会期:2016/06/25~2016/07/30

ギャラリーヤマキファインアート[兵庫県]

ここ半年間、個展・グループ展への参加が相次ぎ、精力的に新作を発表している林勇気。最新作《image data》が展示された個展は、デジタルデータとしての映像の成立条件や非物質性、受容や消費のあり方に対する意識をより先鋭化させたものとなった。
冒頭、壁面いっぱいに投影された映像には、海辺、花畑、バーベキュー、ドッグフードのパッケージ、パスタ、飲食店、公園、ビルや雑踏など、ごく平凡で、アマチュアが撮影したと思しき写真が、脈絡は不明なまま、一枚ずつ映される。すると画像は無数の小さな四辺形に切り取られ、回転ドアのようにクルクルと回転し始める。x軸(横軸)とy軸(縦軸)の平面上にのみ存在するデジタル画像に、架空の奥行(z軸)を与えて、それぞれ異なる回転速度を与えて回転させると、どんなアニメーションが生成するだろうか。目をチカチカさせるような黒い穴の点滅によって、デジタル画像は物質的な厚みも奥行きも一切持たないことが露呈する。やがて、それぞれの画像は切り抜かれた無数の断片に分解し、混ざり合い、見えない中心軸の周りを高速で旋回し始める。ブラックホールを連想させる宇宙的な光景とその終焉は、匿名的な画像が日々膨大に生み出され、ネットを介して共有され、消費されていく巨大な墓場を思わせる。
このように、デジカメや携帯電話で手軽に撮影されたデジタル画像の受容や消費のあり方についての意識は、作中で使用された画像の選択方法にも明らかだ。

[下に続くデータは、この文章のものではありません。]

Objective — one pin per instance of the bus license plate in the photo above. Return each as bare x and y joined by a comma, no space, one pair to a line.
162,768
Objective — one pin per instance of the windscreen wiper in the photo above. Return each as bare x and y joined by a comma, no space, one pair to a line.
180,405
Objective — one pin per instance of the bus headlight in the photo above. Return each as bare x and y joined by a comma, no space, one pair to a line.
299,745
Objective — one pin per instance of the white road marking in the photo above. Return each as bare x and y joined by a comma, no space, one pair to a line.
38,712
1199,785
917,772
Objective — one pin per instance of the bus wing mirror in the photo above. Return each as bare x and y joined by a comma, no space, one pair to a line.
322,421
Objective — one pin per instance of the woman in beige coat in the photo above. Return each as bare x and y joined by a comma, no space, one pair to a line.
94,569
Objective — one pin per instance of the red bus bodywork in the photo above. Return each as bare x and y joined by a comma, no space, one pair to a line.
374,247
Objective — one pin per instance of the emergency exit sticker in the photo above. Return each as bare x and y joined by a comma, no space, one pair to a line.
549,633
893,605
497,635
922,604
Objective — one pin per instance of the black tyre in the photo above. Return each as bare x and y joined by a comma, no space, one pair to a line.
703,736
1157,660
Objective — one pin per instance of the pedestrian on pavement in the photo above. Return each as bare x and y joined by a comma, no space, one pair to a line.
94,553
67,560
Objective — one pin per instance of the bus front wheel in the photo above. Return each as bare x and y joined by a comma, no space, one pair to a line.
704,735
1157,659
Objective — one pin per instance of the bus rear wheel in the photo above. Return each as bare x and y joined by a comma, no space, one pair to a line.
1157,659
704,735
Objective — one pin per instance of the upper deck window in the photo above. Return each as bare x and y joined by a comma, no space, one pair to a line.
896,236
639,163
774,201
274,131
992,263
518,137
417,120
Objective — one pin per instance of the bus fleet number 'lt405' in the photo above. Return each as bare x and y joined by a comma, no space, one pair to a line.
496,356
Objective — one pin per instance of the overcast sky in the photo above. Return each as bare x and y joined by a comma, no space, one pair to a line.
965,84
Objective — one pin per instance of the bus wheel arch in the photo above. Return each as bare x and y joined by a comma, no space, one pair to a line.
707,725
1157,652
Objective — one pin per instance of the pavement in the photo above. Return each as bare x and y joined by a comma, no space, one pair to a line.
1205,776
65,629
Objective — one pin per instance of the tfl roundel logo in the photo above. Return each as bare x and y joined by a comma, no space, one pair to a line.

ここでは、インターネットの画像検索において、「イメージの誤訳」として表示された「エラー」画像を順番に拾い上げていくという「エラーしりとり」の手法が採られている(例えば、検索ワードに「犬」と打ち込んで、機械的な誤訳で表示された「ドッグフード」の画像を見つけると、次は「ドッグフード」と打ち込み、紛れ込んだ「パスタ」の画像を拾うといった具合である)。見たい画像を効率よく探すための画像検索システムにおいて、通常は価値のない「エラー」と見なされ、無視される画像たち。それらを拾い上げ、映像作品の中で「再生」させて束の間の命を与えつつ、切り刻んで闇の中に葬り去る林の手つきには、デジタルデータとしての映像の軽さや儚さに対する両義的な眼差しが感じられる。
その姿勢は、「待機画面」のままのブルーのモニター画面が対置されることによって、即物的なレベルで補強されている。それは、「接触不良」のアクシデントといった現在時における潜在性かもしれず、「データの破損・劣化」「データの保存形式の旧式化」といった未来の展示における可能性かもしれないのだ。


《image data》展示風景
撮影:田中健作

2016/07/02(土)(高嶋慈)

新しい建築教育の現場

会期:2016/06/12~2016/08/22

LIXILギャラリー[東京都]

東大の建築学科にできたT_ADSは、デザインする人、構造計算する人、インテリアをつくる人など、ズタズタに分割された建築界をもう一度つなぎ直すための場所。そのラボを再現した会場には、オガクズやワリバシなど大量の木っ端をくっつけて固めたものがころがっていて、建材や遊具の材料として使うのだろうか。建築学科の教室というより、まるで彫刻家の工房みたい。

2016/07/01(金)(村田真)

文字の博覧会 旅して集めた“みんぱく"中西コレクション

会期:2016/06/02~2016/08/27

LIXILギャラリー[東京都]

京都の中西印刷の6代目、中西亮(1928-94)が世界100カ国以上を旅して集め、現在は国立民族学博物館に収蔵されている3千点近くの文字資料コレクションから、約80点を公開。言語自体は世界中に数千あるといわれるが、文字の種類は使われなくなったものも含めて300種ほどで、それらはエジプト文字、楔形文字、漢字の3つを起源として発達してきたという。しかも3つが生まれた時期はそれほど変わらないのに、体系はまったく異なるというから、いかに文字の発明が奇跡的なものであったかがわかる。今回展示されているのは、アジアから中東、ヨーロッパにかけて収集した本や紙片、粘土板、竹筒、樹皮、動物の皮革など。あらためて驚くのは、エジプトから派生した文字がヨーロッパや中東だけでなく東南アジア、モンゴル、満州まで広がっているのに、漢字は世界的に見れば辺境の東アジアだけしか使われてないこと。これは使い勝手の悪さゆえかもしれないけど、ここはひとつ日中韓が協力してユネスコ記憶遺産にでも登録しとかなきゃ、漢字は滅びてしまう。